There are real vampire communities in the U.S. and they too need to receive unbiased and unprejudiced medical attention when in need.
Because no, they are not the immortal embodiment of demonic forces that feed on human blood. They are people who choose an alternative identity that best fits their needs. While hard to understand what process might lead to self-identifying as a vampire, the fact remains that real vampires are among us. And they are human.
Albeit humans who need to drink small amounts of blood from animals or other volunteer donors, self-identified real vampires acknowledge that drinking blood is a form of energizing their bodies.
One theory relates this need with the lack of iron. Drinking the blood of healthy volunteer donors or animals might bring the needed ratio of iron to sustain energy levels. But it can also prove detrimental for the liver and heart.
From this perspective, Dr. DJ Williams and Dr. Emily Prior of the Center for Positive Sexuality in Los Angeles took to studying the implications of this alternative identity for those who self-identify as real vampires.
Their study can be found in the journal Critical Social Work under the name “Do We Always Practice What We Preach? Real Vampires’ Fears of Coming out of the Coffin to Social Workers and Helping Professionals”.
The study took the form of an open-end questions survey completed by 11 self-identified real vampires. Their identity is revealed to have been upheld for an average of 14.2 years. Impressive if we think of the commonly held perception that modern vampires are the media-shaped teenagers clad in dark gloomy gothic attire emulating pop-culture icons.
The questions features in the survey looked at gaining insight on how this alternative identity collides with social environments, particular with respect to medical care or psychological treatment.
Unsurprisingly, the self-identified real vampires withhold their identity from society at large and from clinicians as well. They don’t take up their health problems with clinicians out of fear that they are labeled as psychotic, evil or a joke.
Consequently, self-identified real vampires fear that any medical care would either be refused or biased and prejudiced.
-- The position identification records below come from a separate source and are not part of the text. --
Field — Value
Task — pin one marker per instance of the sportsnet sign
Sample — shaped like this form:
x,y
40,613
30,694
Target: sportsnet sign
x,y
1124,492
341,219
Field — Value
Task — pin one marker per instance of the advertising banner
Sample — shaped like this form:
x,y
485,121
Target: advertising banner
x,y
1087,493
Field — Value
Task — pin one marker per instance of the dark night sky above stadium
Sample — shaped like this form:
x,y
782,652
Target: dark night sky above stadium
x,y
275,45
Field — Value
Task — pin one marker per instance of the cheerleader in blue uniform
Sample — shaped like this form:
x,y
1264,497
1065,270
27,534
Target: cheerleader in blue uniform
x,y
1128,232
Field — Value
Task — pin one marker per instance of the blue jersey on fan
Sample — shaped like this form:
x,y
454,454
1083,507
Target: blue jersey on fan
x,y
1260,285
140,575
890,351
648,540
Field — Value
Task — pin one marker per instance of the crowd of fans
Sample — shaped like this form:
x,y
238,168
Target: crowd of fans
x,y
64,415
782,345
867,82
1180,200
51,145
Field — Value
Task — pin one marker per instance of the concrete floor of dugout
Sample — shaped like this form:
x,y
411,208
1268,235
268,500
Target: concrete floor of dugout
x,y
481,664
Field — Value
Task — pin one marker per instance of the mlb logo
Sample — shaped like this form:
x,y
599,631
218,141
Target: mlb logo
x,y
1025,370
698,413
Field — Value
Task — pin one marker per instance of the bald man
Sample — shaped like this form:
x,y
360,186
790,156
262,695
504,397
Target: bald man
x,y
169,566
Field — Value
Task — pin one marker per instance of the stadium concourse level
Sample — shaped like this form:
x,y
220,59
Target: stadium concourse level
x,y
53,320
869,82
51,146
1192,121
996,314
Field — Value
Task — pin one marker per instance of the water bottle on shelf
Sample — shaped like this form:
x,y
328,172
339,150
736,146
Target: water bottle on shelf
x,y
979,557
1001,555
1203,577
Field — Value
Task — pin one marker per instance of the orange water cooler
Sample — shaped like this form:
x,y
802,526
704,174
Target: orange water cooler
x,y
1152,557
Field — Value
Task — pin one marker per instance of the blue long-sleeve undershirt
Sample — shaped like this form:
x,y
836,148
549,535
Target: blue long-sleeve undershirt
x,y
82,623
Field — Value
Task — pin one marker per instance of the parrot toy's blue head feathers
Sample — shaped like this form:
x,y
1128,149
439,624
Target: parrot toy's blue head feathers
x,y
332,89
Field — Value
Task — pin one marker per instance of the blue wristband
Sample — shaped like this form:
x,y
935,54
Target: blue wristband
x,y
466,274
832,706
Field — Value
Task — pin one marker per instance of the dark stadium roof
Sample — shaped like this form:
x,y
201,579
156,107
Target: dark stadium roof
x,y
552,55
The conclusion of the study published by Emily Prior and DJ Williams reads:
“People of all kinds sometimes struggle with relationship issues or have a death in the family or struggles with career and job-type issues. Some of these people with alternate identities may come to a therapist with these issues, and if clinicians are open and educated about this group they should be able to help the individual much better.”
As such, the authors believe that an open mind could go a long way in helping real vampires disclose their identity. Education in this sense is also urged in areas of study where the curriculum doesn’t typically include vampire studies as well.
Social workers and clinicians could greatly benefit from this study in terms of education.